Enlazados como humo de llamas ardientes los descubrió un verano. Sus manos buscaban el terciopelo de su piel, sus ojos de almendra lo capturaban. Le gustaba descubrir sus pechos tiernos bajo su camisa blanca. Él le enseñó el erotismo y la sensualidad en cada encuentro. Jugaba con su cuerpo como se juega un juego prohibido: con el placer clandestino de ser descubierto. Un deseo irresistible los había envuelto, pero la culpa y el remordimiento lo alejaron bruscamente un mañana de invierno. Ella, por entonces, tenía 17 años, y él ya poseía una prospera carrera lejos de su tierra.

Veinte años han pasado, y hoy se reencuentran en su pueblo natal. Ella quedó marcada por aquella pasión. Le eran irresistibles los modos suaves y apasionados que había conocido en sus brazos. Se rendía frente a sus relatos ensoñadores que creaban mundos de fantasías compartidas. El calor de su piel la buscó en otros hombres; el suave murmullo de su voz nunca lo encontró en ellos. La humedad, el goce y el erotismo nacieron en su cuerpo junto con la desolación que le produjo su partida. Sabía que él no volvería…

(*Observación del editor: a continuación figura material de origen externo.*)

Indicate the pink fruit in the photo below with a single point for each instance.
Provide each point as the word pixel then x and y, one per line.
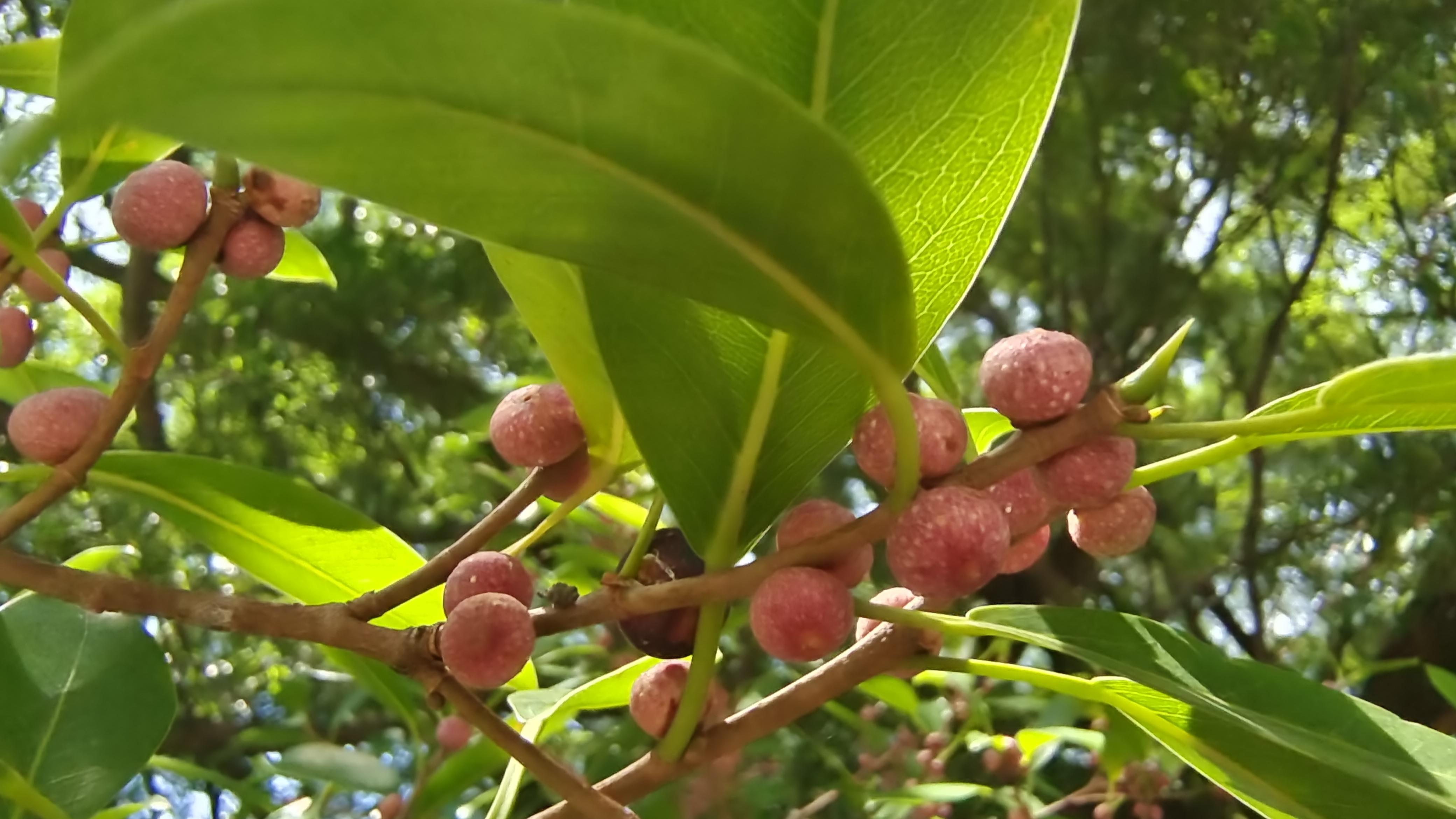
pixel 536 426
pixel 37 288
pixel 1114 530
pixel 943 441
pixel 487 640
pixel 161 206
pixel 899 598
pixel 1021 499
pixel 1090 474
pixel 802 614
pixel 252 248
pixel 948 544
pixel 16 337
pixel 657 693
pixel 1026 551
pixel 453 734
pixel 51 426
pixel 488 572
pixel 1036 377
pixel 819 517
pixel 279 199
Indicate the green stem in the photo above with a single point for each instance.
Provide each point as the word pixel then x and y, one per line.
pixel 644 538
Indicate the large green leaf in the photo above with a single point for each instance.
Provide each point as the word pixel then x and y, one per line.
pixel 472 129
pixel 1312 751
pixel 86 701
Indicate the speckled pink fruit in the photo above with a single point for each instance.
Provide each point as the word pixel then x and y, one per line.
pixel 567 477
pixel 279 199
pixel 1026 551
pixel 899 597
pixel 16 337
pixel 948 544
pixel 1090 474
pixel 161 206
pixel 453 734
pixel 252 248
pixel 51 426
pixel 943 441
pixel 536 426
pixel 488 572
pixel 487 640
pixel 37 288
pixel 802 614
pixel 819 517
pixel 1114 530
pixel 1036 377
pixel 657 693
pixel 1023 500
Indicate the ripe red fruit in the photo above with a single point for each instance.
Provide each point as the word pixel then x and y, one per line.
pixel 161 206
pixel 279 199
pixel 819 517
pixel 453 734
pixel 488 572
pixel 252 248
pixel 51 426
pixel 943 441
pixel 1036 377
pixel 802 614
pixel 1023 500
pixel 948 544
pixel 16 337
pixel 487 640
pixel 1114 530
pixel 1090 474
pixel 536 426
pixel 899 597
pixel 1026 551
pixel 657 693
pixel 37 288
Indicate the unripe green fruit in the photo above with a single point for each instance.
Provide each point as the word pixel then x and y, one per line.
pixel 1026 551
pixel 948 544
pixel 37 288
pixel 161 206
pixel 1036 377
pixel 943 441
pixel 1090 474
pixel 1114 530
pixel 51 426
pixel 453 734
pixel 16 337
pixel 280 199
pixel 819 517
pixel 657 693
pixel 536 426
pixel 487 640
pixel 488 572
pixel 802 614
pixel 252 248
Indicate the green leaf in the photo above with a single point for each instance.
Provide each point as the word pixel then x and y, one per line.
pixel 86 700
pixel 303 263
pixel 338 766
pixel 28 378
pixel 1443 681
pixel 986 426
pixel 30 66
pixel 1318 752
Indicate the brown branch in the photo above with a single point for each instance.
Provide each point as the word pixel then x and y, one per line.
pixel 1026 448
pixel 140 366
pixel 375 604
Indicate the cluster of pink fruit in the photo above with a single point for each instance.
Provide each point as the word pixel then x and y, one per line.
pixel 954 540
pixel 158 208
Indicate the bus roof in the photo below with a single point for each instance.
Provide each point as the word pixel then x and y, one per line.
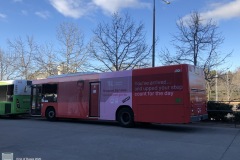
pixel 67 78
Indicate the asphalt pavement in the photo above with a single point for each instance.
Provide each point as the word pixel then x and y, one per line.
pixel 39 139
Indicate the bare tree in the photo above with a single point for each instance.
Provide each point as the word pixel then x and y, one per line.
pixel 22 54
pixel 73 53
pixel 119 45
pixel 197 43
pixel 46 62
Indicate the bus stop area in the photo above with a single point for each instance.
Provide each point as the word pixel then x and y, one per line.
pixel 38 139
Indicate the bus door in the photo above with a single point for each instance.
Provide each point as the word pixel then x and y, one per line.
pixel 36 95
pixel 94 99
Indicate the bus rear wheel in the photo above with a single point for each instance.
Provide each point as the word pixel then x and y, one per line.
pixel 125 117
pixel 51 114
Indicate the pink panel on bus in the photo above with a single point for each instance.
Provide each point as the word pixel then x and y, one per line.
pixel 116 90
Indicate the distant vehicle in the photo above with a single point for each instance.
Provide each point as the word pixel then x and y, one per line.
pixel 168 94
pixel 15 97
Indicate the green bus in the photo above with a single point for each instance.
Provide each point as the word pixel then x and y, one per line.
pixel 15 97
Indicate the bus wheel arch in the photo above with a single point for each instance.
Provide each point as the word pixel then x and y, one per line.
pixel 125 116
pixel 50 113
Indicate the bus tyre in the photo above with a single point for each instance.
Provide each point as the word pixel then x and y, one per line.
pixel 51 114
pixel 125 117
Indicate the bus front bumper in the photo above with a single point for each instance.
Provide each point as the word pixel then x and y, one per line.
pixel 199 118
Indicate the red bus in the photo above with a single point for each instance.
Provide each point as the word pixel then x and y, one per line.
pixel 167 94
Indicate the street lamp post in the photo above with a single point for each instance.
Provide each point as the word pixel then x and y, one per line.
pixel 154 40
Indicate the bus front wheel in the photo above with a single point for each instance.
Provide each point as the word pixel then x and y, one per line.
pixel 50 114
pixel 125 117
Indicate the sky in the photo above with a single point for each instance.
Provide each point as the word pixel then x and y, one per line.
pixel 40 19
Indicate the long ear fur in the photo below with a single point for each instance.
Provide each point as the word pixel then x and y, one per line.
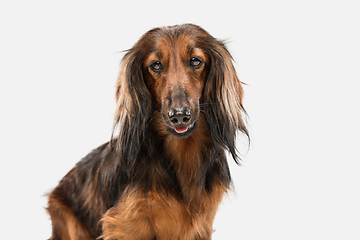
pixel 133 106
pixel 223 99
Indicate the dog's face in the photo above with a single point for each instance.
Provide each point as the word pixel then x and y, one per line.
pixel 175 72
pixel 179 79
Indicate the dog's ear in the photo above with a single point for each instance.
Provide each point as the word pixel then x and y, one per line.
pixel 133 107
pixel 223 95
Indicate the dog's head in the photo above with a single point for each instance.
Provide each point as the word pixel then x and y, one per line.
pixel 181 72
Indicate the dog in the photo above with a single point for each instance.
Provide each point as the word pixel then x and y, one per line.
pixel 164 171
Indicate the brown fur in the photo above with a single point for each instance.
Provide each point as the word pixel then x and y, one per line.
pixel 155 180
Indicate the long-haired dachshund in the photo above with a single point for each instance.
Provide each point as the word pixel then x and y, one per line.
pixel 164 173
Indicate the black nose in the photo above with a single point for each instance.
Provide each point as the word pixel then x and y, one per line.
pixel 179 115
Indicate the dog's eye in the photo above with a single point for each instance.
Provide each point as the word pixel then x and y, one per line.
pixel 156 66
pixel 195 62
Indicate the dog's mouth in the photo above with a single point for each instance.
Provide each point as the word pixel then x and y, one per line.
pixel 183 131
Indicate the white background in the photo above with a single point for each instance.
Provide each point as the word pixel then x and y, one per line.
pixel 299 180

Llevaron vida separadas Ella se quedó en el pueblo. Él, en Roma, hizo una carrera brillante y llena de ascensos. Hoy la volvió a encontrar entre la gente que fue a recibirle en la Piazza Maggiore. Ella estaba tan bella como la recordaba, y él no pudo resistirse a invitarla a una visita privada en las habitaciones que ocupaba en la chiesa.

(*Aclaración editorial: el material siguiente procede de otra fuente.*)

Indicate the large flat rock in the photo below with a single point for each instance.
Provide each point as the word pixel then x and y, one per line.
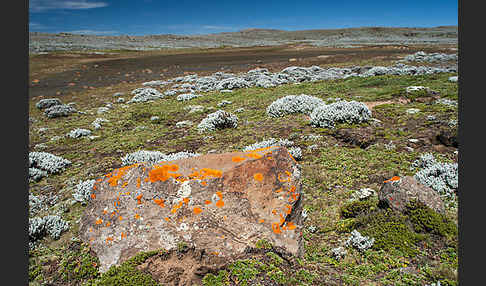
pixel 222 203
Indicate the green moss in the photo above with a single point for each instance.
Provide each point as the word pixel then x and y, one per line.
pixel 390 231
pixel 126 273
pixel 244 271
pixel 78 265
pixel 346 225
pixel 263 244
pixel 424 219
pixel 221 279
pixel 357 207
pixel 35 272
pixel 274 258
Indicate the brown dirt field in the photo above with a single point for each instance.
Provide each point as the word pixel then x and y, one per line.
pixel 58 74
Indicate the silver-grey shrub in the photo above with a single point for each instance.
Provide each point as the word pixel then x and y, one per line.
pixel 218 120
pixel 59 110
pixel 51 225
pixel 187 96
pixel 340 112
pixel 441 177
pixel 36 174
pixel 359 241
pixel 79 132
pixel 48 102
pixel 296 153
pixel 46 162
pixel 267 143
pixel 97 123
pixel 83 191
pixel 292 104
pixel 143 94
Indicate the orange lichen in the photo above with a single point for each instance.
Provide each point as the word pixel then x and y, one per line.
pixel 282 219
pixel 139 199
pixel 159 202
pixel 175 207
pixel 393 179
pixel 238 159
pixel 220 203
pixel 292 189
pixel 291 225
pixel 289 209
pixel 205 173
pixel 276 228
pixel 258 177
pixel 253 155
pixel 282 180
pixel 161 173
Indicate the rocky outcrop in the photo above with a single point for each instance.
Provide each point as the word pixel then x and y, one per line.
pixel 397 192
pixel 222 203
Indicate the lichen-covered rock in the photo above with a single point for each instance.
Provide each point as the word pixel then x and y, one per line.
pixel 218 120
pixel 48 102
pixel 145 94
pixel 221 203
pixel 51 225
pixel 397 192
pixel 59 110
pixel 153 157
pixel 83 191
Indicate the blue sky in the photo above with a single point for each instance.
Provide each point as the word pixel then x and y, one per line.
pixel 145 17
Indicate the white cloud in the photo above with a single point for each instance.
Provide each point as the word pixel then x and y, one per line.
pixel 44 5
pixel 93 32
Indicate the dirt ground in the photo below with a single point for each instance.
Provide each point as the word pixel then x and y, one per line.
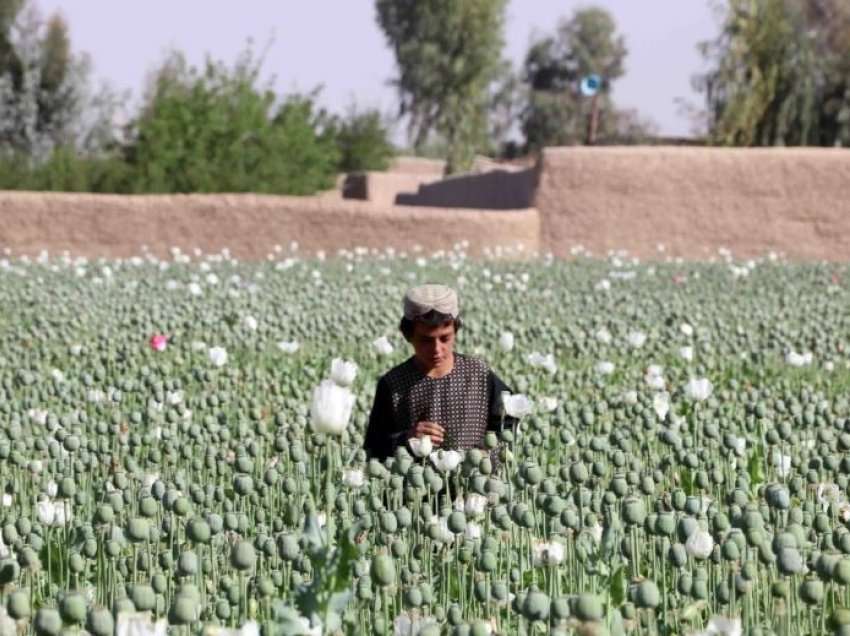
pixel 692 201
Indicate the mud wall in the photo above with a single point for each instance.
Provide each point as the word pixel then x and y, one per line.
pixel 248 225
pixel 795 201
pixel 691 200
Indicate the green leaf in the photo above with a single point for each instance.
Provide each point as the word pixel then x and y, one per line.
pixel 687 479
pixel 617 627
pixel 618 587
pixel 755 467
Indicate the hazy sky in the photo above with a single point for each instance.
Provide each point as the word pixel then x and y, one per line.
pixel 337 43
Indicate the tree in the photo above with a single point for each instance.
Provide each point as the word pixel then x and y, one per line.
pixel 555 112
pixel 363 141
pixel 46 98
pixel 781 74
pixel 217 130
pixel 448 53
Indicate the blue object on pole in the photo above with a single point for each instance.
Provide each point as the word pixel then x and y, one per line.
pixel 590 85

Conversaron de todo ese tiempo pasado. Ella sabía de su nuevo status y no sin malicia fue a su encuentro en la plaza del pueblo. Él pensó que todo estaba olvidado, convencido estaba de que su presencia no lo perturbaría, pero de pronto se encontró desnudo y sediento bajo sus atavíos. Su mirada audaz y penetrante le fue llenando de deseo, y luego de una hora de aparente serena conversación se encontró nuevamente en sus brazos, sordo y mudo a su alma, entregado como hace veinte años atrás. Ahora ya no había culpa, ni remordimientos, podía vivir libremente ese momento para eso ahora él era el Papa…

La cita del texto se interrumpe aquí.